The Splendid and the Vile

by Erik Larson


Genre
History, Nonfiction, Biography
Year
2020
Pages
625
Contents

Chapter 33: Berlin

Overview

In Berlin, Joseph Goebbels responds to the air war not with new military tactics but with a plan to intensify psychological warfare against Britain. He orders broadcasts designed to magnify civilian fear, prepare rebuttals to British atrocity claims, and portray current raids as only a prelude to greater destruction. The chapter shows how Nazi leaders sought to turn bombing into a tool of terror even while Hitler still withheld permission to strike London directly.

Summary

On a Saturday morning in Berlin, Joseph Goebbels uses a regular propaganda meeting to decide how Germany can exploit what he believes is growing fear among British civilians. Goebbels argues that the next step is not only military pressure but psychological pressure, and he tells his officials to intensify panic in Britain as much as possible.

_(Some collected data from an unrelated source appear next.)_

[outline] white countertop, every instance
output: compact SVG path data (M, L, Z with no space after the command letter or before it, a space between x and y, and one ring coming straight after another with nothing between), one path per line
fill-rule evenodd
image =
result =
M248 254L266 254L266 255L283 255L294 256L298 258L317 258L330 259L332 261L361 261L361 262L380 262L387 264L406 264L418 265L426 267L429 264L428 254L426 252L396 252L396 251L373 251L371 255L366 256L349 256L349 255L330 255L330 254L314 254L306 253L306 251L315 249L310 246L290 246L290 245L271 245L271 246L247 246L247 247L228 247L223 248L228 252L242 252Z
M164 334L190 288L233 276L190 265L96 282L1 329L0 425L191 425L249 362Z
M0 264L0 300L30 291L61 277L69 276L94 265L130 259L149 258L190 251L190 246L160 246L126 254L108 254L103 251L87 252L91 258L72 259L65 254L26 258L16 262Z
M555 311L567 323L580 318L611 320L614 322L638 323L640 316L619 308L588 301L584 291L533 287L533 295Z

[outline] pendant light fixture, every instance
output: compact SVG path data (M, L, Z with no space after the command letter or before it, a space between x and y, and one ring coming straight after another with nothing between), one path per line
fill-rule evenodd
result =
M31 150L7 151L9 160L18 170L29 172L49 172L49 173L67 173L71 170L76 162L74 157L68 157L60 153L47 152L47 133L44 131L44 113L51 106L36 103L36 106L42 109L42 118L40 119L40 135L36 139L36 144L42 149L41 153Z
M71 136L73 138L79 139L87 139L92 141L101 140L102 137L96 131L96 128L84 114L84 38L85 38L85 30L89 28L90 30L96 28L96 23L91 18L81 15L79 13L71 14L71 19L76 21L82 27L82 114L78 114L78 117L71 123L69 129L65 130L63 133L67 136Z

To do this, Goebbels orders Germany’s secret transmitters and foreign-language broadcasts to keep describing the supposedly terrible effects of German air raids. He specifically wants witness accounts that sound immediate and horrifying, so listeners will believe destruction is spreading. He also instructs broadcasters to warn that fog and mist will not protect Britain, claiming that bad weather may make bombing even more dangerous because bombs might fall off target.

Goebbels then prepares for the propaganda battle over civilian casualties. Expecting Britain to publicize the deaths of vulnerable civilians in order to stir international outrage, he tells his press officials to answer quickly with photographs of children killed in the May 10, 1940, Freiburg raid. The chapter notes the hidden irony that the Freiburg attack had actually been a German mistake, not an enemy atrocity.

Even as he sharpens this campaign, Goebbels acknowledges a strategic limit: Hitler still refuses to permit attacks on London itself. Because of that restriction, Goebbels frames the current bombing as only a warning, insisting that Germans must keep telling Britain that worse is still to come. The chapter shows Germany trying to weaponize fear before escalating its air war further.

Who Appears

  • Joseph Goebbels
    Nazi propaganda minister who orders a campaign to heighten British panic and counter atrocity claims.
  • Adolf Hitler
    German leader who still refuses to authorize direct bombing of London.
  • German press chiefs
    Propaganda officials tasked with spreading fear and rebutting British reports of civilian casualties.